We see that \(C_\alpha \) is a graph of a canonical transformation, see [8, Section 25.3]. The same argument shows that \(K_-\) is also a sum of \(K_-^0 \in \Psi ^{-1}({\mathbb R}^3)\) and \(K_-^\epsilon \in I^{-2}({\mathbb R}^3, {\mathbb R}^3; C_{-\epsilon }), K_-^{t_1} \in I^{-2}({\mathbb R}^3, {\mathbb R}^3; C_{-t_1})\).

Now we are ready to obtain a parallel result of Proposition 6.3 about the microlocal inversion.

Proposition 7.2

For \(c = 1\) and any \(N\in {\mathbb N}\), there exist operators \(A_1, A_2\) such that

$$\begin{aligned} A_1 X_M \chi _{\left[ \epsilon , t_1\right] } f = h_1 + R_1h_1 + R_1'h_2, \ \ A_2 X_M \chi _{\left[ \epsilon , t_1\right] } f = h_2 + R_2 h_1 + R_2'h_2 \end{aligned}$$

where \(h_1, h_2\) are defined in Sect. 5 and \(R_1, R_1', R_2, R_2' \in I^{-N}({\mathbb R}^3, {\mathbb R}^3; C^N_{\epsilon , t_1})\) which is the N-fold composition of elements in \(I^{-1}({\mathbb R}^3, {\mathbb R}^3; C_{\pm \epsilon })\) and \(I^{-1}({\mathbb R}^3, {\mathbb R}^3; C_{\pm t_1}) \), more explicitly

$$\begin{aligned} \begin{aligned} I^{-N}({\mathbb R}^3, {\mathbb R}^3; C^N_{\epsilon , t_1})&= \{A_1 \circ A_2\cdots A_N: A_i \in I^{-1}({\mathbb R}^3, {\mathbb R}^3; C_{\epsilon }) + I^{-1}({\mathbb R}^3, {\mathbb R}^3; C_{t_1})\\&\quad + I^{-1}({\mathbb R}^3, {\mathbb R}^3; C_{-\epsilon }) + I^{-1}({\mathbb R}^3, {\mathbb R}^3; C_{-t_1}) \}. \end{aligned} \end{aligned}$$

Proof

We divide the proof in two steps.

Step 1: Let’s replace \(\chi _{[\epsilon , t_1]}\) with the smooth cut-off \(\chi _\epsilon \) as in Proposition 7.1 and see how to get \(h_1, h_2\) using Proposition 7.1. We write

$$\begin{aligned} X_M \chi _\epsilon f = X_M\chi _\epsilon E_+ h_1 + X_M \chi _\epsilon E_- h_2. \end{aligned}$$

Let \(\varphi \) be a smooth function on \({\mathbb S}^2\).
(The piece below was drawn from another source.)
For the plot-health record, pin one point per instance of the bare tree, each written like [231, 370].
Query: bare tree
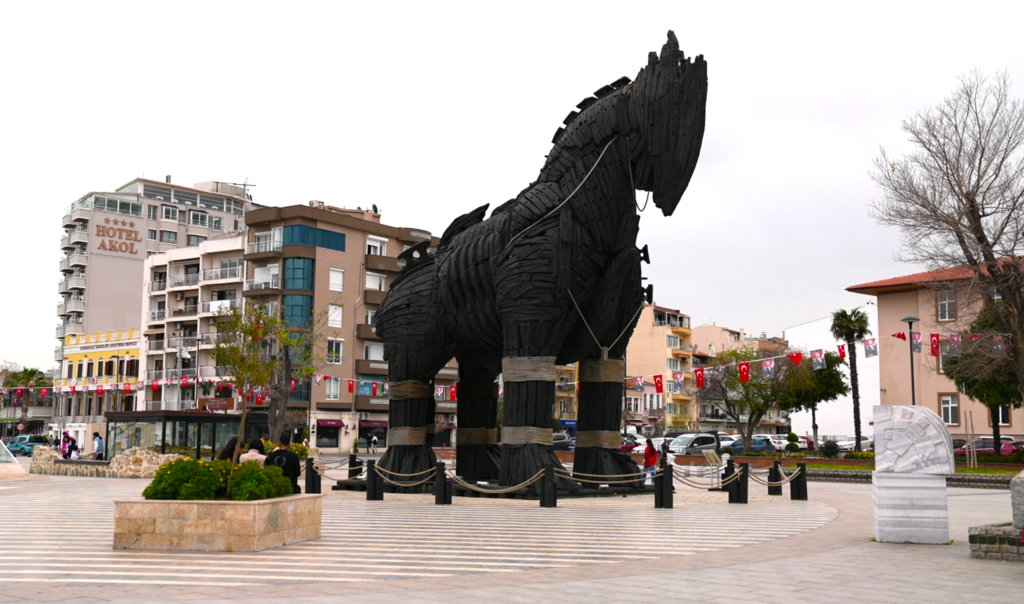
[958, 198]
Applying \(I^\varphi \) we get

$$\begin{aligned} I^\varphi X_M\chi _\epsilon f = I^\varphi X_M \chi _\epsilon E_+ h_1 + I^\varphi X_M \chi _\epsilon E_- h_2 = K^{\varphi , +} h_1 + K^{\varphi , -}h_2 \end{aligned}$$
(7.7)

where we added \(\varphi \) to the notation of \(K_\pm \) to emphasize the dependency because we will choose different \(\varphi \) below.

First, let \(\varphi _1 = 1\). From Proposition 7.1, we see that \(K^{\varphi _1}_\pm \in \Psi ^{-1}({\mathbb R}^3)\) and the principal symbols are given by

$$\begin{aligned} \begin{aligned} k^{\varphi _1}_{+, -1}(\xi ) = -k^{\varphi _1}_{-, -1}(\xi ) = 2\pi i c_\epsilon |\xi |^{-1}. \end{aligned} \end{aligned}$$

We let \(Q^1_+\) be a parametrix of \(K^{\varphi _1}_+\) and get

$$\begin{aligned} \begin{aligned} Q^{1}_+ I^{\varphi _1} X_M\chi _\epsilon f = h_1 + Q^1_+ K^{\varphi _1}_-h_2 + R_1 h_1 \end{aligned} \end{aligned}$$
(7.8)

where \(R_1, R_2\) are smoothing operators. From the composition of pseudo-differential operators, we know that \(Q^1_+ K^{\varphi _1}_- \in \Psi ^{0}({\mathbb R}^3)\) with principal symbol equal to \(-1.\)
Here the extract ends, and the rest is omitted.